YAML linting and schema validation

File folders on book shelves. Photo by Viktor Talashuk on Unsplash

Background

Recently, we considered an approach, where in a single file document analysts are able to share SIEM (idea) queries, and some form of documentation and or notes. We also needed to make them machine parseable and transformable, in order for us to automate the parts of the queries to feed into a SIEM system. This sort of idea is not new or ground breaking in anyway. In fact, it is pretty popular in the information security industry to share ideas for threat detection & hunting in YAML, TOML or markdown with code blocks.

YAML and TOML file formats are used a lot in threat detection & hunting rule sharing communities, ever since Sigma - generic signature format for SIEM systems1, came out, I believe. Threat detection & hunting enthusiasts sharing ideas are also making use of YAML file format2. In fact, vendors like Elastic3 share their detection contents on GitHub as TOML files4.

This allows some form of uniformity in how the contents should be structured and also defines how the machine or automations should extract the information.

If you have the team, time, development and engineering resources, it might be worth looking into just using Sigma and to get contents for different security systems ingesting them automatically. However, our approach was that, we wanted something to mix SIEM specific queries and some documentations together, while only spending some time into writing a script that can just strip out the query so that it can then be fed into a SIEM system, so we went with our own YAML format.

The downsides of coming up with your own format is that, you need to first define the structure, what field and values are mandatory, what are optional and then make a decision. This downside, however, can be overcome relatively easy in some cases. This was the case for us.

NOTE: Just want the sauce?

The Details

This is how a signature format in YAML looks like:

It has a title, id, description about the rule, the author, references, logsource, detection rules.

Let’s say, for your community or organization, you decided a YAML format inspired by Sigma, however, it is not an extension, and that you do not use a single syntax high-level abstraction for your queries.
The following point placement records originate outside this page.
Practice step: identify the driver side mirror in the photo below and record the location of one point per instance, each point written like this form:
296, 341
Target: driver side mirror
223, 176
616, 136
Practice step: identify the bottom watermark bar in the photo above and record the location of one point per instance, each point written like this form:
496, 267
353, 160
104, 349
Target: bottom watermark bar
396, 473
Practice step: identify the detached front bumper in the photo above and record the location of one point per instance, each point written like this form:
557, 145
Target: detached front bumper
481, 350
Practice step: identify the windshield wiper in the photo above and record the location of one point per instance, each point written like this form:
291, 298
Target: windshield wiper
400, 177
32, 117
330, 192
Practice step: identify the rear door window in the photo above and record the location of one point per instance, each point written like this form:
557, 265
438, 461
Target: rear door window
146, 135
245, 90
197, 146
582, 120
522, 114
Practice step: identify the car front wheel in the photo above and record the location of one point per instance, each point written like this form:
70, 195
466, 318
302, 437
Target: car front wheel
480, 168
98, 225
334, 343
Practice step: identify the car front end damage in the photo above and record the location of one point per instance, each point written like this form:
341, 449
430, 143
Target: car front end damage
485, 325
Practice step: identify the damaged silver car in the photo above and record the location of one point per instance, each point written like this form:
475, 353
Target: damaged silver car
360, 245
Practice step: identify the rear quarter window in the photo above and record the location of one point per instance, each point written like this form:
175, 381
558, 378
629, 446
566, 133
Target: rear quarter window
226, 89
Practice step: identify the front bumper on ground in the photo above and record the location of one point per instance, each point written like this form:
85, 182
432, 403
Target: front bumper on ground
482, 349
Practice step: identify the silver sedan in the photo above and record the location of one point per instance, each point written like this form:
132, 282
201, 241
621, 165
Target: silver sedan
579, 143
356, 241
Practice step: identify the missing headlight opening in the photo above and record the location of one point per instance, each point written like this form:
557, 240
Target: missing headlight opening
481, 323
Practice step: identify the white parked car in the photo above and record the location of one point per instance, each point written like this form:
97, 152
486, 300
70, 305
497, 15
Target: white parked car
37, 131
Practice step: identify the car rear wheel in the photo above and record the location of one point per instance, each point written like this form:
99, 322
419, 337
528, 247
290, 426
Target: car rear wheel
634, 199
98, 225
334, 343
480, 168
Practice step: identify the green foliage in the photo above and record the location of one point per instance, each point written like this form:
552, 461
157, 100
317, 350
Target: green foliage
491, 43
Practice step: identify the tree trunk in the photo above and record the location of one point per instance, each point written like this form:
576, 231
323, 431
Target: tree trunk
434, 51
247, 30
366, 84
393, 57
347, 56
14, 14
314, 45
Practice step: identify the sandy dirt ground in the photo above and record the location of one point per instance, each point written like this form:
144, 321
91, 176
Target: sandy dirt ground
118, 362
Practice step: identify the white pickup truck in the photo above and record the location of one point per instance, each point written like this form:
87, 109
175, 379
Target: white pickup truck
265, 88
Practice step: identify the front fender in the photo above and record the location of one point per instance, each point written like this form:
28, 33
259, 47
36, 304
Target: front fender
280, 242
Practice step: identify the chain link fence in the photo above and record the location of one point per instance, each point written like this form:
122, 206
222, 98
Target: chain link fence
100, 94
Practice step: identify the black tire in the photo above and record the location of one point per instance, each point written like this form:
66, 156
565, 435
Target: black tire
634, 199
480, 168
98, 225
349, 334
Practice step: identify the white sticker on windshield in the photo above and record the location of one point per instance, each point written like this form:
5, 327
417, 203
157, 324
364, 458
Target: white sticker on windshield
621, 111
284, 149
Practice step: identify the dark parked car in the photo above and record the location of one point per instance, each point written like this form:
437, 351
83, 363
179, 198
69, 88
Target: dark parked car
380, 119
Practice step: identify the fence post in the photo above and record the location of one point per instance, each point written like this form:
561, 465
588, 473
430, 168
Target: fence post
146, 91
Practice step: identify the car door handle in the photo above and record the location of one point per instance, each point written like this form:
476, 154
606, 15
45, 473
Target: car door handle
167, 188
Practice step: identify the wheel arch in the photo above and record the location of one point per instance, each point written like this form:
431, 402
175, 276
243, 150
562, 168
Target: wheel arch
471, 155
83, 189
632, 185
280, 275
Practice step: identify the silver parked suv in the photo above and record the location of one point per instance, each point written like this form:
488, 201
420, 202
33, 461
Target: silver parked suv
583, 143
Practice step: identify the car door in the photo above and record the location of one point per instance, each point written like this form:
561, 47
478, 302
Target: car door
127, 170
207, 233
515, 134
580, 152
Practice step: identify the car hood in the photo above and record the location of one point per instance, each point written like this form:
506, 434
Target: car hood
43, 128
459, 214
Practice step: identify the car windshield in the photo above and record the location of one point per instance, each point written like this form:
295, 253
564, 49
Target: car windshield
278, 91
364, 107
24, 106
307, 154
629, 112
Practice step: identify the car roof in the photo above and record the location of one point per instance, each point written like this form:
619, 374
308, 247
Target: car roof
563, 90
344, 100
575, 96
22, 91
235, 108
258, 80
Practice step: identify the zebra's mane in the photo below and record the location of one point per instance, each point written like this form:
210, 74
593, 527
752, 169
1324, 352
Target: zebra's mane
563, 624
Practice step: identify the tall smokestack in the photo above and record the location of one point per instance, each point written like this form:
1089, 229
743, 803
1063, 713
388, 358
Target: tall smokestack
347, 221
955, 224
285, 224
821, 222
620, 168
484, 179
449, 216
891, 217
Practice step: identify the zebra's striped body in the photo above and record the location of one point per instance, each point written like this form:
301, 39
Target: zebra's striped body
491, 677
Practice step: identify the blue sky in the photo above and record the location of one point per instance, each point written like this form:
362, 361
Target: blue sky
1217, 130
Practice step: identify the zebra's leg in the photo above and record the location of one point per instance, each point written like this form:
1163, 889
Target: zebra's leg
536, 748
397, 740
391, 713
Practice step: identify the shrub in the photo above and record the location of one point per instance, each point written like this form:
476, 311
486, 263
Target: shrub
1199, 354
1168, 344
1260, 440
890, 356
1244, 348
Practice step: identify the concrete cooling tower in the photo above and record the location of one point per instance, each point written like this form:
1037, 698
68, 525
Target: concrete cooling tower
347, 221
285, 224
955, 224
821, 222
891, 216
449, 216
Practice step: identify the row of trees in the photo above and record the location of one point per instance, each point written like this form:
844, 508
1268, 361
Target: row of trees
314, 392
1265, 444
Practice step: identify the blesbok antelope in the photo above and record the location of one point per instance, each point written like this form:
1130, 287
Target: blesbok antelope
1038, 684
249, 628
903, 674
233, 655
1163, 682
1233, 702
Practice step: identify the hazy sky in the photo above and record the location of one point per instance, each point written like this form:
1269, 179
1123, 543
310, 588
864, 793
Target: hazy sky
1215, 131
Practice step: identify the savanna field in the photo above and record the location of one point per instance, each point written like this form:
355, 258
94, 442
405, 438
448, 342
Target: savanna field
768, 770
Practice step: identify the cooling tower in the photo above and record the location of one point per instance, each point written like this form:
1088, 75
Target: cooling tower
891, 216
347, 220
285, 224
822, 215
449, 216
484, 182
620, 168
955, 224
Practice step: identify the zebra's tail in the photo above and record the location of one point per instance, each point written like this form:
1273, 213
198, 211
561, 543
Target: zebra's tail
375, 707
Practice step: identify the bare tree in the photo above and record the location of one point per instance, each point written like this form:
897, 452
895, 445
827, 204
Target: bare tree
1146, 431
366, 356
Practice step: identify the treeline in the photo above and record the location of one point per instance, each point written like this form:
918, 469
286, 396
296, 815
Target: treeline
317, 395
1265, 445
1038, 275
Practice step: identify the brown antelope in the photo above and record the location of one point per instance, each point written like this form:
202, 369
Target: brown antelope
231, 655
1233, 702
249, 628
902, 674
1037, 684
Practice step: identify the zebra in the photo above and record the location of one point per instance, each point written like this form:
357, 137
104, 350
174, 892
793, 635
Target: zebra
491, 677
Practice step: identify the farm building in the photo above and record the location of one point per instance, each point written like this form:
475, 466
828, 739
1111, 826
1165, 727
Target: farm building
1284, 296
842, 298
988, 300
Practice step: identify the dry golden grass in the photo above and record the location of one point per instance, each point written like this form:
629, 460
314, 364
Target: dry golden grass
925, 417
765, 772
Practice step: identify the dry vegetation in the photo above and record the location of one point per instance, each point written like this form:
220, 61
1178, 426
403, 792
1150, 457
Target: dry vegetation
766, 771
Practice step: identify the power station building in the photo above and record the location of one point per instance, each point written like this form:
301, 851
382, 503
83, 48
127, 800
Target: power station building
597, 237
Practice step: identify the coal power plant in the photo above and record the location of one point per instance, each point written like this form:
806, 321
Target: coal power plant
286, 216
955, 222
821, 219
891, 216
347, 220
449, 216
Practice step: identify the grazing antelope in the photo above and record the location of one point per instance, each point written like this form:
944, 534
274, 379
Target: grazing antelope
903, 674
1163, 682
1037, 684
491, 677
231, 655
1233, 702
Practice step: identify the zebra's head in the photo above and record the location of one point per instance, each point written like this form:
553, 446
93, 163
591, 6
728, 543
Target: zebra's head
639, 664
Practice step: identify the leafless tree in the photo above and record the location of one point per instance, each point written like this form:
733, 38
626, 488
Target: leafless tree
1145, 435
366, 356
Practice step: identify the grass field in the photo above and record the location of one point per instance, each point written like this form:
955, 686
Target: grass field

It looks like:

---
id: 6068c062-627f-4d7c-9250-5059f5417726 # UUIDv4
title: some title for your detection rule
description: a short sentence about the detection rule
references:
  - reference URL 1
  - reference URL 2
analyst_notes: >
  When you see X, you need to check if occurances of A, B, C, D are also there?
  If not, it might indicate a false-positive or a scenario 1 like in Alpha.
  If you see at most 3 out of 4, it is surely suspicious and therefore you should
  look for to find: K, L, M, N.
query: >
  SELECT * FROM registry WHERE \
  key LIKE 'HKLM\\Software\\Microsoft\\Windows NT\\CurrentVersion\\Image File Execution Options\\%%' \
  and name='Debugger';",
mitre:
  - T1112
jira: PJ-1337

Now you get to a point where these files are stored in Git for version control and some form of automation is in-place, you will need to make sure that the file is properly formatted as YAML and also compliant to your custom schema. The former can be achieved by using a linting tool like yamllint5. The latter with a library like Yamale6, which is what we went with.

YAML Linting

yamllint is a command line tool and a library you can use in your own tooling. If we run the tool on the YAML file above:

$ yamllint detection_rule.yml
detection_rule.yml
  2:42      warning  too few spaces before comment  (comments)
  11:81     error    line too long (81 > 80 characters)  (line-length)
  15:81     error    line too long (102 > 80 characters)  (line-length)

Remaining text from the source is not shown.